Of course, an artist who died in 1302 cannot have completed a work of art some twenty years later, so we can be certain that Cimabue only started the mosaic and that it was completed by others. In fact, Cimabue himself probably only worked on the image of Saint John and the rest may have been done by the somewhat obscure (but obviously very talented) artists Francesco da Pisa and Vincino da Pistoia. In the mosaic, Christ sits on a throne and gives his blessing with his right hand. In his left hand, he holds a book with the words “Ego sum Lux Mundi” – I am the light of the world. There is another Latin text on the hem of Christ’s robes, just above his feet. It (probably) reads:
“Super aspides et basiliscum ambulabis et conculcabis leonem et draconem.”
Which can be translated as: “You will tread on the asps and the basilisk, and trample the lion and the dragon”. Indeed, if you look closely, you will see that Christ is crushing a snake and the legendary basilisk with his feet. To his left and right are two lions and two dragons. In the early Middle Ages, the dragon was a metaphor for the plague. I am not sure this is also the meaning of the dragons in the mosaic, but the mosaic was in any case completed before Pisa and many other Italian cities were struck by the Black Death in 1348.
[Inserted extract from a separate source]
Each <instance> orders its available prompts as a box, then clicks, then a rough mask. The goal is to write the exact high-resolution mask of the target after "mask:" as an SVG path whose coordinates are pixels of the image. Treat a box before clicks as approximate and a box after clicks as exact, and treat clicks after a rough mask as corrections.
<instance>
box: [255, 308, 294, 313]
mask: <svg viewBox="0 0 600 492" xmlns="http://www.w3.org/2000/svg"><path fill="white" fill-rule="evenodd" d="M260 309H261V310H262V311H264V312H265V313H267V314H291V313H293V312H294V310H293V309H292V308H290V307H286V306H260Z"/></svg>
Another precious work of art that survived the 1595 fire is the early fourteenth century pulpit by Giovanni Pisano (ca. 1250-1315). The pulpit is decorated with panels featuring nine New Testament scenes. For instance, the scene on the right depicts the Adoration of the Magi. Although the pulpit was spared during the fire, it was apparently “misplaced” and was lost for over 300 years. It was only rediscovered in 1926 and then returned to the cathedral. The pulpit we see today is probably a copy, the original having been moved to the Cathedral Museum.
High above the ground, on a column on the roof of the cathedral, sits the Pisa Griffin (see below inside the red box). It is a bronze sculpture of Islamic origin, probably the largest of its kind. The sculpture represents a griffin, a beast known in Greek and Arabic mythology, with features of several animals, including a horse, a lion, a rooster and an eagle. The object was probably stolen during a raid in Islamic territory by the Pisan navy in the eleventh or twelfth century. At that time, the Pisan maritime republic was at the height of its power. The original griffin was moved to the Cathedral Museum long ago and replaced by a copy. It was the copy that I saw on that rainy day in May 2010, just when the clouds were giving way to a little bit of blue sky.